Benjamin Disraeli’s famous words came back to me while I was reading the Swindon Advertiser’s latest unbalanced article about Swindon Town’s fascist manager – see ‘Di Canio receving positive response from fans, says Watkins‘.
But, if Swindon Town’s Chief Executive was correctly quoted, then the statistics he’s come up with are something of an own goal.
I thought it would be useful to correct the inaccuracies which have been presented as fact:
1. “Paolo Di Canio’s appointment as Swindon Town manager has heralded an increase in new season ticket holders for the coming season.”
As the same article goes on to explain, “Over 5,000 supporters signed up for season tickets last season” and “We are now at over 4,250 season tickets sold”. Whichever way you look at it, 4,250 is not an increase on “over 5,000”!
2. “The fan reaction has been 99.99 per cent happy”, he [Nick Watkins] added.
Watkins obviously has a problem with basic mathematics. If only 0.01 per cent of the 5000 season ticket holders are unhappy, then that equates to less than one person!
But he then contradicts himself by admitting that, “Some have expressed their unhappiness and sent their season tickets back”. As he is speaking in the plural, there obviously must have been more than one person (actually a lot more, but Watkins failed to tell us how many more).
3. “There were one or two negative comments all centred around his apparent past and link with fascism”.
Two very clear and deliberate mis-truths here:
a. There have certainly been more than “one or two” negative comments (I’m really beginning to worry about Watkins’ problem with numbers).
b. It’s dishonest to make reference to Di Canio’s “apparent past” and “link with fascism”.
Use of the word “apparent” suggests that there’s some kind of dispute over whether Di Canio’s is really a fascist. But this is an undeniable fact, evidenced by his own words – verbally, and in writing in his autobiography.
The calculated use of the word “past” also intimates that he’s since changed his views. But he has not. By his own admission, Di Canio’s has a lifetime dedication to the evil ideology.
4. “I have always said that people mature over time and Paolo has certainly matured.”
Watkins would have us believe that Di Canio’s sick views were/are the result of some kind of juvenile immaturity.
But, yet again, the reality is very different. Di Canio was in his late 30s when he was banned for repeatedly making fascist salutes. Even if he had matured since then (which he hasn’t), then he would have been a very late developer – and he will have conveniently “matured” between the ages of 37 and 43.
5. “We have to take note that things are often said or done in the heat of the moment and you cannot have a man of his passion and determination to win without the pride that comes with him.”

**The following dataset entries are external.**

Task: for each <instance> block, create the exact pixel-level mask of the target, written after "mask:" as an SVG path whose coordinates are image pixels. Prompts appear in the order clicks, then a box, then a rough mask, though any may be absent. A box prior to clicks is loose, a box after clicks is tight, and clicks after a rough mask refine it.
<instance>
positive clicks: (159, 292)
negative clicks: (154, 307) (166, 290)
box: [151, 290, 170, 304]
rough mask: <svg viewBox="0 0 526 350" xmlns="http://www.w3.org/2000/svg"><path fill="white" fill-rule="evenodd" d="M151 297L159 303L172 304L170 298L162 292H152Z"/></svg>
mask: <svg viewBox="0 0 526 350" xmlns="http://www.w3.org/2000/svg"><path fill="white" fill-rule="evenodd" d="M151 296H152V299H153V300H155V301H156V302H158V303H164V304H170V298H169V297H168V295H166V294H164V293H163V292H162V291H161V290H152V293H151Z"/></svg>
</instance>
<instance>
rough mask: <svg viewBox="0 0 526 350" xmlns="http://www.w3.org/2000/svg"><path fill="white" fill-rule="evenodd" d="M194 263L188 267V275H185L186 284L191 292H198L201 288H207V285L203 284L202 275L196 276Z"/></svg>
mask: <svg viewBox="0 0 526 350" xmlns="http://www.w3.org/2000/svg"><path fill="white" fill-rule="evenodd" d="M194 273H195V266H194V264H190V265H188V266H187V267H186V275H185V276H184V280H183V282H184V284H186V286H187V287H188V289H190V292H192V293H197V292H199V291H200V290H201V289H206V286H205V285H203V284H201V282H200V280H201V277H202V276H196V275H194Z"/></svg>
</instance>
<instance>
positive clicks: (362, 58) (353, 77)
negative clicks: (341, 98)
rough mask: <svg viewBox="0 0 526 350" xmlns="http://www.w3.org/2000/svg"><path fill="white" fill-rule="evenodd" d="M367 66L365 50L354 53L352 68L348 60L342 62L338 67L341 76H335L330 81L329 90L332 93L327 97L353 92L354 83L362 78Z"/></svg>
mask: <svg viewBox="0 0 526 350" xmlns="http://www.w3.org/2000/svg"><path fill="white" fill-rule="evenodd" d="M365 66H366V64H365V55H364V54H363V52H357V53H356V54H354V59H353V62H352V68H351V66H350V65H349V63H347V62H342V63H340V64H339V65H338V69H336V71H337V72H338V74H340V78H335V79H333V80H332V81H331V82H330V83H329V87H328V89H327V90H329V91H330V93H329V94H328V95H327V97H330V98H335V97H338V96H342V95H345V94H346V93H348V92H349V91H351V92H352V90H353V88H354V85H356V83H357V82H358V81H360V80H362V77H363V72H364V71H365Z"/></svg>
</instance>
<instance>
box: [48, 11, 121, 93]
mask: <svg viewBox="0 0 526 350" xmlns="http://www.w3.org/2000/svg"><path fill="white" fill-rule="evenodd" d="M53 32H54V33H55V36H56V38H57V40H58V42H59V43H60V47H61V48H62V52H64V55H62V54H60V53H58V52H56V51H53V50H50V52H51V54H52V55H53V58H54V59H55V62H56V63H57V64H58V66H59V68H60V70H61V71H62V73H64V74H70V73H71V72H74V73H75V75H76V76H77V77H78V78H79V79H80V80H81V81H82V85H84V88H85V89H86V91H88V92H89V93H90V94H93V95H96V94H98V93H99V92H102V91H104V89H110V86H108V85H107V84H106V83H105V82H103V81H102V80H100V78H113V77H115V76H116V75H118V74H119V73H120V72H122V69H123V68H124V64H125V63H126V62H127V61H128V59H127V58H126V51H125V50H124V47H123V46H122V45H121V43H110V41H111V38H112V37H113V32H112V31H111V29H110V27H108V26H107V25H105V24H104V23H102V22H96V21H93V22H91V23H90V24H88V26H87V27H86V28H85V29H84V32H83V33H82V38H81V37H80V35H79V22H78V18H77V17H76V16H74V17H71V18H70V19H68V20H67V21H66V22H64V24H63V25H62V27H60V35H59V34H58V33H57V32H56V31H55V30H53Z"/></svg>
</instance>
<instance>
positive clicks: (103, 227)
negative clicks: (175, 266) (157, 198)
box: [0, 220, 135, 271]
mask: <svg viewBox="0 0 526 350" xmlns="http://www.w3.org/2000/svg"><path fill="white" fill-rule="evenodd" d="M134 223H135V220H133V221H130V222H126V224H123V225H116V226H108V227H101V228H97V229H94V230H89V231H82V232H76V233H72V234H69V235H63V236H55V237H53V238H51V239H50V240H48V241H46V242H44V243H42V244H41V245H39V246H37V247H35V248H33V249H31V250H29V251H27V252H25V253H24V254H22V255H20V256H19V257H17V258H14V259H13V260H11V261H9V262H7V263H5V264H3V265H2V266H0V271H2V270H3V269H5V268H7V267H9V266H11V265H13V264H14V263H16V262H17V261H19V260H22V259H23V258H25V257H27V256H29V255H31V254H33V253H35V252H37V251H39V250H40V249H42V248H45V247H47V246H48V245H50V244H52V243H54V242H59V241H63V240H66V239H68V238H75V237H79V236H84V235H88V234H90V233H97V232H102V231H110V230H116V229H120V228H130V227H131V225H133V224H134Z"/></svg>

I presume here that Watkins is talking about one of Di Canio’s fascist salutes.
This really is going too far.
Firstly, Di Canio’s extreme views did not come out “in the heat of the moment”. And there wasn’t a single fascist salute which can be dismissed as a one-off event.

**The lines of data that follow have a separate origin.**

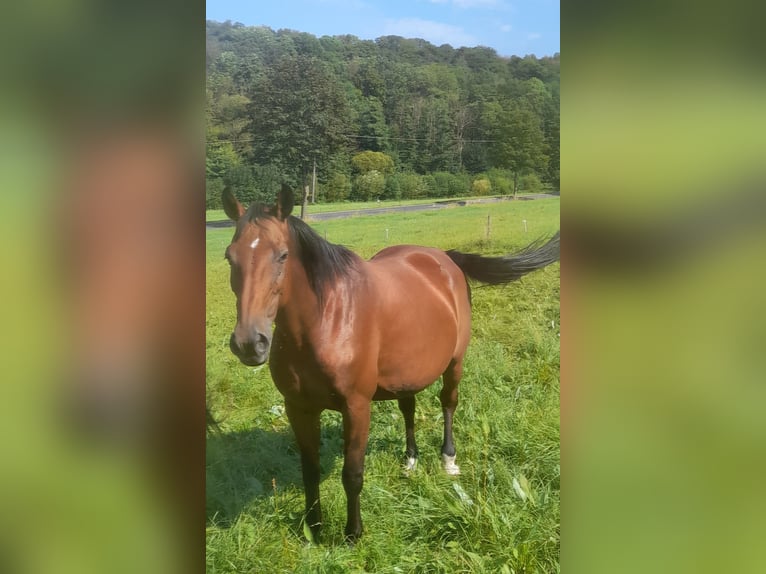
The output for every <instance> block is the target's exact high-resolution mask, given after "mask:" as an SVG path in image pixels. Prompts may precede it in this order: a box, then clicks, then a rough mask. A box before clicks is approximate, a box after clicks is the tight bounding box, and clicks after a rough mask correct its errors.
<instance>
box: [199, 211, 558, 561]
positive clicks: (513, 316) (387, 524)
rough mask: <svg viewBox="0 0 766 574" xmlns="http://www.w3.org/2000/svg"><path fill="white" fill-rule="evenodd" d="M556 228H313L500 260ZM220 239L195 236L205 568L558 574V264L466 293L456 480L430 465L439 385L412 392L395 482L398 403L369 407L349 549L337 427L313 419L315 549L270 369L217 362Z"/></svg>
mask: <svg viewBox="0 0 766 574" xmlns="http://www.w3.org/2000/svg"><path fill="white" fill-rule="evenodd" d="M488 215H490V216H491V232H490V237H489V239H487V237H486V226H487V216H488ZM523 220H526V221H527V228H528V232H527V233H525V232H524V227H523V223H522V222H523ZM558 227H559V200H558V199H544V200H536V201H525V202H503V203H498V204H491V205H481V206H467V207H455V208H453V209H446V210H439V211H433V212H420V213H414V214H393V215H385V216H375V217H372V216H367V217H359V218H352V219H346V220H335V221H328V222H321V223H317V224H315V229H317V231H318V232H319V233H320V234H322V235H326V237H327V239H328V240H330V241H332V242H334V243H342V244H344V245H346V246H348V247H350V248H351V249H353V250H354V251H356V252H357V253H359V254H360V255H362V256H364V257H369V256H371V255H372V254H374V253H375V252H376V251H378V250H379V249H381V248H383V247H385V246H386V245H387V244H396V243H414V244H420V245H430V246H435V247H440V248H444V249H449V248H457V249H460V250H463V251H471V252H480V253H484V254H500V253H507V252H509V251H513V250H516V249H518V248H520V247H522V246H524V245H525V244H527V243H528V242H529V241H531V240H532V239H534V238H537V237H539V236H541V235H550V234H552V233H553V232H555V231H556V230H557V229H558ZM386 230H388V241H386ZM231 234H232V230H231V229H223V230H209V231H208V232H207V250H208V255H207V386H208V390H207V392H208V403H209V405H210V406H211V408H212V410H213V413H214V415H215V416H216V417H217V418H218V419H219V421H220V427H221V430H220V432H211V433H210V434H209V435H208V440H207V467H206V478H207V516H208V520H207V571H208V572H232V573H234V572H237V573H244V572H252V573H271V572H279V573H282V572H284V573H293V572H305V573H314V572H319V573H321V572H326V573H336V572H337V573H341V572H380V573H388V572H390V573H394V572H402V573H405V572H412V573H430V572H444V573H457V572H486V573H492V574H494V573H498V572H500V573H522V572H525V573H527V572H546V573H547V572H558V571H559V563H558V560H559V542H560V540H559V479H560V459H559V337H558V333H559V265H558V264H554V265H551V266H549V267H548V268H546V269H544V270H542V271H538V272H536V273H533V274H531V275H528V276H526V277H525V278H523V279H522V280H520V281H518V282H516V283H513V284H510V285H506V286H501V287H478V286H475V287H474V290H473V313H474V315H473V339H472V342H471V346H470V347H469V351H468V354H467V357H466V361H465V372H464V377H463V380H462V382H461V385H460V403H459V405H458V409H457V412H456V415H455V443H456V447H457V462H458V464H459V465H460V467H461V471H462V474H461V475H460V476H459V477H448V476H446V475H445V474H444V472H443V471H442V468H441V460H440V446H441V437H442V421H441V408H440V406H439V400H438V391H439V389H440V384H439V383H437V384H435V385H432V386H431V387H429V388H428V389H427V390H425V391H423V392H422V393H420V394H419V395H418V403H417V411H416V433H417V439H418V446H419V448H420V459H419V464H418V467H417V469H416V471H415V472H414V473H413V474H411V475H410V476H409V477H405V476H404V474H403V472H402V468H403V462H404V423H403V421H402V417H401V414H400V413H399V410H398V408H397V405H396V402H395V401H387V402H380V403H374V405H373V415H372V424H371V429H370V442H369V446H368V449H367V459H366V472H365V485H364V490H363V491H362V519H363V520H364V525H365V533H364V536H363V537H362V539H361V540H360V541H359V543H358V544H357V545H356V546H355V547H354V548H349V547H347V546H346V545H345V544H344V542H343V526H344V524H345V494H344V492H343V487H342V485H341V480H340V471H341V468H342V464H343V460H342V454H341V453H342V447H343V438H342V432H341V419H340V415H339V414H338V413H334V412H330V411H326V412H325V413H324V414H323V415H322V424H323V428H322V483H321V493H322V504H323V511H324V519H325V524H324V530H323V538H322V543H321V544H320V545H310V544H308V543H307V542H306V541H305V538H304V537H303V534H302V527H301V514H302V510H303V489H302V485H301V478H300V476H301V475H300V467H299V459H298V453H297V449H296V447H295V445H294V441H293V437H292V431H291V430H290V427H289V424H288V422H287V418H286V416H285V415H284V410H283V408H282V404H283V402H282V397H281V395H280V394H279V393H278V392H277V390H276V389H275V388H274V385H273V383H272V382H271V379H270V377H269V373H268V367H266V366H264V367H259V368H255V369H254V368H250V367H246V366H244V365H242V364H241V363H239V361H238V360H237V359H236V358H235V357H234V356H233V355H232V354H231V353H230V351H229V349H228V337H229V334H230V333H231V330H232V328H233V326H234V322H235V309H234V296H233V294H232V293H231V291H230V290H229V286H228V267H227V265H226V263H225V261H224V260H223V251H224V249H225V247H226V245H227V244H228V242H229V241H230V239H231Z"/></svg>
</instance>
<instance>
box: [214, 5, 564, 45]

Secondly, Watkins is trying to convince us that “passion”, “determination” and “pride” are universally good characteristics even when – as in Di Canio’s case – they’re describing his committment to extreme right-wing ideals.
What Watkins is really saying here, is that good fascists make good football managers.
But what’s most distasteful is that he’s happy to excuse even those sick ideals as long as it gets Swindon Town out of the fourth division.
And I’m offended by Watkins’ assertion that, should that happen, we’ll all conclude that turning a blind eye to Di Canio’s obnoxious views was “in the best interests of Swindon Town Football Club”.
The Real Challenge
So here’s the real challenge, which I don’t expect Di Canio to meet, or Watkins to encourage:
If Di Canio’s sick views really were in the past, “in the heat of the moment”, the result of immaturity, and a consequence of an over-abundance of “passion”, will he now donounce them?